This decision left consumers in numerous counties with a single Obamacare plan provider and soaring premiums in 2017. Thanks to Aetna’s unexpected exit from most regions, which the firm announced in August, Pinal County was poised to become the first without any providers at all. But then BCBSAZ stepped in.
“Regulators and policy makers must find a way to stabilize the market and put long-term fixes in place,” said Boals. “In the meantime, BCBSAZ is trying hard to balance the company’s financial losses from the ACA with the very real concerns of Arizonans.”
Blue Cross’ participation won’t come cheap. The company told the Associated Press that premium rates will increase a whopping 51% in Pinal County next year, although much of that will be counteracted by the federal subsidies that the vast majority of customers earning between 100% and 400% of the Federal Poverty Level (FPL) are eligible for in the marketplaces.

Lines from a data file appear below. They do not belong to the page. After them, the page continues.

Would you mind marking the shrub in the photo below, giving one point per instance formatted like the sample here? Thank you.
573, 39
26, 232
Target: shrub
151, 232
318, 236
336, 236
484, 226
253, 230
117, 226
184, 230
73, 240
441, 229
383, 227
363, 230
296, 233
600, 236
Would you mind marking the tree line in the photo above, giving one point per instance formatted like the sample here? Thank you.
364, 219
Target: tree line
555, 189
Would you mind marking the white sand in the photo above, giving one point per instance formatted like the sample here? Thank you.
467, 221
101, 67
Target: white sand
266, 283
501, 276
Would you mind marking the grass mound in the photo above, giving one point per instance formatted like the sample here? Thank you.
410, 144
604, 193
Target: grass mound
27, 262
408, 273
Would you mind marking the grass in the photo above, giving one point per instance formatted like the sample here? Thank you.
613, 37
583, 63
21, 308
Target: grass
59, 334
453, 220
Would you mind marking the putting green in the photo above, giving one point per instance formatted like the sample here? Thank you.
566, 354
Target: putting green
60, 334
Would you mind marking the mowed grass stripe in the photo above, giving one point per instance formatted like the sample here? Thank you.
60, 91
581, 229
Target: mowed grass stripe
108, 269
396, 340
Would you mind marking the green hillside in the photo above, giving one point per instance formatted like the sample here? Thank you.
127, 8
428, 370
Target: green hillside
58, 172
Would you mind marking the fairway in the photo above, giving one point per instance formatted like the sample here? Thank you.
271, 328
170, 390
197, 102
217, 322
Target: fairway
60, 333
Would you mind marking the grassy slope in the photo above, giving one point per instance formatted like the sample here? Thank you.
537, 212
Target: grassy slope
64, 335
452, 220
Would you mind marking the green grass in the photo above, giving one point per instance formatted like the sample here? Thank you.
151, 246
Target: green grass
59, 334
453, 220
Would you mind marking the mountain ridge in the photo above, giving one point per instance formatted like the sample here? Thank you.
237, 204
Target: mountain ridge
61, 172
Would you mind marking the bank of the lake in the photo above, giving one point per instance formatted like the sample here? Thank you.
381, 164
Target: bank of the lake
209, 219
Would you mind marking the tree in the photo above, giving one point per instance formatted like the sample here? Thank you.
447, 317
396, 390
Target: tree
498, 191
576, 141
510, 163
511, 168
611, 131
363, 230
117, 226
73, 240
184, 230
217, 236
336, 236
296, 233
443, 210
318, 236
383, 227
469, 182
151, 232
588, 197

While Americans who have few options in the exchanges can opt to buy individual plans directly from insurers outside the marketplaces, these customers aren’t eligible for subsidies.
Aetna’s abrupt departure from Obamacare, which the firm once considered a ripe business opportunity, has drawn scrutiny for possibly being linked to the Justice Department’s move to block the company’s proposed merger with rival Humana. On Thursday, a group of lawmakers including Sens. Bernie Sanders, Elizabeth Warren, and Sherrod Brown penned a letter to Aetna CEO Mark Bertolini probing that thesis.
“Aetna’s decision regarding its participation in the ACA exchanges appears to be an effort to pressure the Justice Department into approving a merger that the Department has alleged violates antitrust law and has the potential to significantly harm consumers all across the country,” wrote the senators.